Parliament adopts new transparency rules for political advertising  

Press Releases 
  • More information about political adverts will help voters make informed choices 
  • Protection of freedom of expression and personal data  
  • Ban on sponsoring ads from outside the EU ahead of elections  

The new rules will aim to enhance citizens’ trust in election campaigns and help fight against disinformation and foreign interference.

On Tuesday, Parliament adopted new rules on transparency and targeting of political advertising, which will make election and referenda campaigns more transparent and resistant to interference. The new rules will regulate political advertisements, notably online ads, while also providing for a framework for political actors to advertise more easily across the EU.

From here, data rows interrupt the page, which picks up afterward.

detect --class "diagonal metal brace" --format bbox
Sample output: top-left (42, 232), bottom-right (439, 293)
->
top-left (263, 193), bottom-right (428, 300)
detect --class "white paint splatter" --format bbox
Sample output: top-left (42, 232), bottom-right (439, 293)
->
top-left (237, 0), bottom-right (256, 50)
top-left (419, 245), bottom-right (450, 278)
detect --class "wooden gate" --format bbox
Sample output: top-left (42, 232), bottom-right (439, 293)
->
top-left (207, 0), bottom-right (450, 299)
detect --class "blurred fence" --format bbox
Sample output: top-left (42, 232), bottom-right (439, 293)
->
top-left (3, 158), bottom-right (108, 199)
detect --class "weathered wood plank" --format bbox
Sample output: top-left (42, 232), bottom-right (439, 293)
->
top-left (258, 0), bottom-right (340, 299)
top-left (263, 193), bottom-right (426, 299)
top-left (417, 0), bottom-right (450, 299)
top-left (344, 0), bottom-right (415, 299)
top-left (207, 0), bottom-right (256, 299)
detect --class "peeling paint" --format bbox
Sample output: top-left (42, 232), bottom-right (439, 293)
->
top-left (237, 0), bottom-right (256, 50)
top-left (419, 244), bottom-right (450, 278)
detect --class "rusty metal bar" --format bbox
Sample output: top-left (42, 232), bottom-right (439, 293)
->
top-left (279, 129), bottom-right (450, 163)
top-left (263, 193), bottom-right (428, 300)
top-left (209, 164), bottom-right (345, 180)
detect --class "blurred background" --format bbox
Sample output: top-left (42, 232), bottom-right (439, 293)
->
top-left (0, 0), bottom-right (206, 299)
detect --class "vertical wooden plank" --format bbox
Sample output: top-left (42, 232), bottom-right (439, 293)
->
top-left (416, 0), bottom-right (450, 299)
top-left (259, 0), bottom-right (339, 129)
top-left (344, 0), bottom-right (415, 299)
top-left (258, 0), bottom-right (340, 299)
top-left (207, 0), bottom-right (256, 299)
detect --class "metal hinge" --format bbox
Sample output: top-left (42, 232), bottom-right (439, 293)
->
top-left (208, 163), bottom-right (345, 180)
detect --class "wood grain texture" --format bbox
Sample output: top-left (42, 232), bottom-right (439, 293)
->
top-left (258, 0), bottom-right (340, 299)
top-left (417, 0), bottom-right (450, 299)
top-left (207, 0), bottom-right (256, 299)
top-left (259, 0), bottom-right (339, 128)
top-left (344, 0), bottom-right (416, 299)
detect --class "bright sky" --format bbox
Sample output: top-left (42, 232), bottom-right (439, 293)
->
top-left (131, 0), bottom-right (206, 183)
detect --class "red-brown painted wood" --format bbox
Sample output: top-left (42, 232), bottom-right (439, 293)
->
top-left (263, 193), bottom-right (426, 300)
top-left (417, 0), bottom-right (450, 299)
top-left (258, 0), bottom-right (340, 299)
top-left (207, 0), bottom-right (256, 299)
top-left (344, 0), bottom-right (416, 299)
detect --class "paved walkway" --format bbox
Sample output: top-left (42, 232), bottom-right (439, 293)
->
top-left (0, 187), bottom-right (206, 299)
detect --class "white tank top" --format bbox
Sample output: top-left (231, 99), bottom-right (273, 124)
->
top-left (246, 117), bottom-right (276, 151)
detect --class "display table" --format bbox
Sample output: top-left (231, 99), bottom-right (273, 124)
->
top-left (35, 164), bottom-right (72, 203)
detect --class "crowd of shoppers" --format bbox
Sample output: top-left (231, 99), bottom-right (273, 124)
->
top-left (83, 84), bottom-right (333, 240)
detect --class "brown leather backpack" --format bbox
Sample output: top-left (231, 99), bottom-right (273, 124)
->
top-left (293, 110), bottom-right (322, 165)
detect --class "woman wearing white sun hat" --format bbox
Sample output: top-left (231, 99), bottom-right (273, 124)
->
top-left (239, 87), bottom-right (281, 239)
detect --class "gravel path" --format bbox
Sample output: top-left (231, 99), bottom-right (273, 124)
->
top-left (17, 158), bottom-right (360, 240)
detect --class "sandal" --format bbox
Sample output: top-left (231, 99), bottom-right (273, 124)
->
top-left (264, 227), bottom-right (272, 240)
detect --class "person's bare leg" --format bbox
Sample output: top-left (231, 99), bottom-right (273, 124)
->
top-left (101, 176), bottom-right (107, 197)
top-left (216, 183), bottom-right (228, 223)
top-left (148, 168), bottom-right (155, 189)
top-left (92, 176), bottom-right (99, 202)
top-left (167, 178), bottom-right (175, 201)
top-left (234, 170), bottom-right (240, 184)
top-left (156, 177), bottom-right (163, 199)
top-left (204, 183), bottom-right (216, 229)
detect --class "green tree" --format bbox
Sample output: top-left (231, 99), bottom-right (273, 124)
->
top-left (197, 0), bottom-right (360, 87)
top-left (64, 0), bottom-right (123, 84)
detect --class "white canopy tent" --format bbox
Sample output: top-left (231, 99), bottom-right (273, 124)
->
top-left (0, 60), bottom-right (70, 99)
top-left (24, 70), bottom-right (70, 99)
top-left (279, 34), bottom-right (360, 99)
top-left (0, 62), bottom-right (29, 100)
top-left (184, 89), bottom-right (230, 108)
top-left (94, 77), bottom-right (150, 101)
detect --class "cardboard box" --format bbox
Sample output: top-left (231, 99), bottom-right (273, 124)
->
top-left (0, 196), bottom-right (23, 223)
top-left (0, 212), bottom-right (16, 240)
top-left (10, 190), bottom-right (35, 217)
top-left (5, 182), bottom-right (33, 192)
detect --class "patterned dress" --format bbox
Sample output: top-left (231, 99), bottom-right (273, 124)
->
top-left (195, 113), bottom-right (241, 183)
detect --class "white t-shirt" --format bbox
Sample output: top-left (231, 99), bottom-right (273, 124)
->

Greater transparency and accountability

Under the new rules, political advertising will have to be clearly labelled. Citizens, authorities and journalists will be able to easily obtain information on whether they are being targeted with an ad, who is paying for it, how much is being paid, and to which elections or referendum it is linked. All political advertising and related information will be stored in a public online repository.

To limit foreign interference in European democratic processes, sponsoring ads from outside the EU will be prohibited in the three-month period before an election or referendum.

Regulating targeting strategies

In order to protect voters from manipulation, targeting and amplification techniques will only be possible for online political advertising based on personal data collected from the subject once their explicit and separate consent has been given. Special categories of personal data (e.g. ethnicity, religion, sexual orientation) or minors’ data cannot be used.

Protecting freedom of expression

The rules only concern remunerated political advertisements. They do not affect the content of political ads nor rules on conduct and financing of political campaigns. Personal views, political opinions, such as any unsponsored journalistic content, or communication on the organisation and participation in elections (e.g. announcements of candidates) by official national or EU sources are not impacted.


Rapporteur Sandro Gozi (Renew, FR) said: “Digital technologies make citizens more vulnerable to disinformation and foreign interference. Now more than ever, it is crucial to safeguard our democratic and electoral processes. The rules adopted today play a pivotal role in helping citizens discern who is behind a political message and make an informed choice when they head to the polls. With the European elections approaching, we urge all major online platforms to start applying the new rules as soon as possible and ensure the digital space remains a safe place to exchange political ideas and opinions”.

Press conference

The rapporteur held a press conference after the plenary vote on new rules on transparent and secure political advertising. Watch it on replay here.

Next steps

Following the adoption in plenary (with 470 in favour to 50 against and 105 abstentions), Council needs to formally adopt the text next.

The rules will apply 18 months after the entry into force, while the definitions and measures on the non-discriminatory provision of cross-border political advertising (including for European political parties and political groups) will apply already 20 days after the publication in the EU Official Journal.

With these rules, Parliament is responding directly to citizens’ concerns about a safe and trustworthy digital society, notably proposal 33 (5) from the report on Conference on the Future of Europe.